Circumstances and war will put the two gentlemen together for three exciting adventures, two during the Second World War and one a few years later during the Berlin Blockade in 1948.
Both men are quite interesting fellows.
Cormack was "born and raised in the East End of London, grammar school scholarship (which said a lot about his own academic abilities and the determination of his parents), natural flair for languages (fluent in both French and German, since then learned Dutch to an every day standard), volunteered for the Army on the day war was declared, sent out with the BEF to liaise with the French, awarded a commission (probably to keep the bloody French happy - they were notoriously touchy about rank and status and would not want to be seen talking to Other Ranks, Guthrie thought sourly), won a DSO at Dunkirk (one of the last to be taken off the beach, apparently - now what the hell had he been doing there, when he should have left with the Liaison Staff, days earlier?), transferred to SOE so that his language skills could be put to further use, given Advanced Commando Training, twice - no, three times now - behind enemy lines, each time coming back with the goods. Exemplary career - yet Cormack had been right; his dossier still contained expressions like 'insubordinate', 'disrespectful' and 'unlikely to become a successful senior officer', probably because, despite his ability to speak French and German with absolute fluency, he had never made the slightest effort to rid himself of his East End accent".

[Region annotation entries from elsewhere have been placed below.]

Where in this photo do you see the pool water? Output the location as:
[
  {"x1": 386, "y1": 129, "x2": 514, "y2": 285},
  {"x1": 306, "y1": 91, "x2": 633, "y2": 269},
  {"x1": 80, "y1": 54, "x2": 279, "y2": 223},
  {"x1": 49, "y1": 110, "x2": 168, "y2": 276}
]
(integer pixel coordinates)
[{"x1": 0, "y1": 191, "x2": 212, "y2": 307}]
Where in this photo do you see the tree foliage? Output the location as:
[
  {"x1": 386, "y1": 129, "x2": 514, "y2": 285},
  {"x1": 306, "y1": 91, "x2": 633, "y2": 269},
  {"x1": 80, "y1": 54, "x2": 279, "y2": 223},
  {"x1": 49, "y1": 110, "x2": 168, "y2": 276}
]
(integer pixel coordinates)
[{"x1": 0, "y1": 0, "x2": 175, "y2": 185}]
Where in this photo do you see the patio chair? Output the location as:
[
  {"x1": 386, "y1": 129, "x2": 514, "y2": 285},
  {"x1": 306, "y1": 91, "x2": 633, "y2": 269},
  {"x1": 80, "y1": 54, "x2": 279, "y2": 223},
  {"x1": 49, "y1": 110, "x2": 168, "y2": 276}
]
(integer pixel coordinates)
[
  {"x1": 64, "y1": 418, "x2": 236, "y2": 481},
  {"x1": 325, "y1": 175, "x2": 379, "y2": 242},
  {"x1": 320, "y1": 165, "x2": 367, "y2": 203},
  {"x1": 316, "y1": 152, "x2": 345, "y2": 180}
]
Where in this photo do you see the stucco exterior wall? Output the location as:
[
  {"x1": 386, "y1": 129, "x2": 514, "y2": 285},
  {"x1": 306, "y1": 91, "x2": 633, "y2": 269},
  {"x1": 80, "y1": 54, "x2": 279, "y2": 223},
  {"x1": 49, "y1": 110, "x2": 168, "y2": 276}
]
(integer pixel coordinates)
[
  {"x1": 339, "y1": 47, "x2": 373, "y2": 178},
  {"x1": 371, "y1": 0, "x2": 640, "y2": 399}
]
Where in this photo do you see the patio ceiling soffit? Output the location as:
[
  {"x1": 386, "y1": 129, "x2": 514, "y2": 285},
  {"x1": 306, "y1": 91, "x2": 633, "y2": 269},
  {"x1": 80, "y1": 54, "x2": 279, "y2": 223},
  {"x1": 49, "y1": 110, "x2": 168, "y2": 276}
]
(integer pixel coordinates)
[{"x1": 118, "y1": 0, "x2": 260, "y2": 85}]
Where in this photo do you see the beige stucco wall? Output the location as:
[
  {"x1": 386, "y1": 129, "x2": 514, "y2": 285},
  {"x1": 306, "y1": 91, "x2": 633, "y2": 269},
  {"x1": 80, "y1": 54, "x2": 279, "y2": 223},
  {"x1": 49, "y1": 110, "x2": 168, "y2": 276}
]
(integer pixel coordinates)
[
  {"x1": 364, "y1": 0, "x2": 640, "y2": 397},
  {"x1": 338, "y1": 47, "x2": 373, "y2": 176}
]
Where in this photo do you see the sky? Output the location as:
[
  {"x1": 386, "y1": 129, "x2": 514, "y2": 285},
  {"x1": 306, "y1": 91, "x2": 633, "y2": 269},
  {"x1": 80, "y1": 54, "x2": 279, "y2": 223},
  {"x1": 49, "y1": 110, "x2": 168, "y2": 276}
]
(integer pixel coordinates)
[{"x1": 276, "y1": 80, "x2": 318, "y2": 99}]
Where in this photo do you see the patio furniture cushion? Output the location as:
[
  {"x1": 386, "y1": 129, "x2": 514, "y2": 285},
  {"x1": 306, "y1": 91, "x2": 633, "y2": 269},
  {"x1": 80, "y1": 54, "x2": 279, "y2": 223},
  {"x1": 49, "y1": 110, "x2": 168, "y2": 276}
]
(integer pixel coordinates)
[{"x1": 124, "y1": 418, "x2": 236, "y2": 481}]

Woodward "came from a family that had probably been lords of the manor back in the Middle Ages, a family steeped in tradition, where duty and honour were constantly being re-affirmed and reinforced to the extent that they were a way of life. Woodward's upbringing had been completely different to Cormack's own; Woodward came from a world of wealth and privilege, a world that Cormack had despised." [Woodward] was one of those men "who would unhesitatingly risk their lives, would go to their deaths out of a sense of duty. Call them gullible, naive, foolhardy even: it was probably that sort of attitude that led to the Charge of the Light Brigade, but it was not to be decried. It might be a very simplistic code: Woodward had felt he ought to volunteer because it was the 'decent' thing to do, but he had volunteered all the same." For that reason, Cormack felt that "Woodward deserved his respect...Even if he was a bloody fool."
The two do not know each other when we first meet them, Cormack initially when he is given a near impossible mission to accomplish and Woodward when Cormack's mad plan requires a pilot willing to help out. A couple years later it is Woodward who needs a man of Cormack's skills. And four years after that the situation will be that both men are pulled into an operation separately but gladly work together.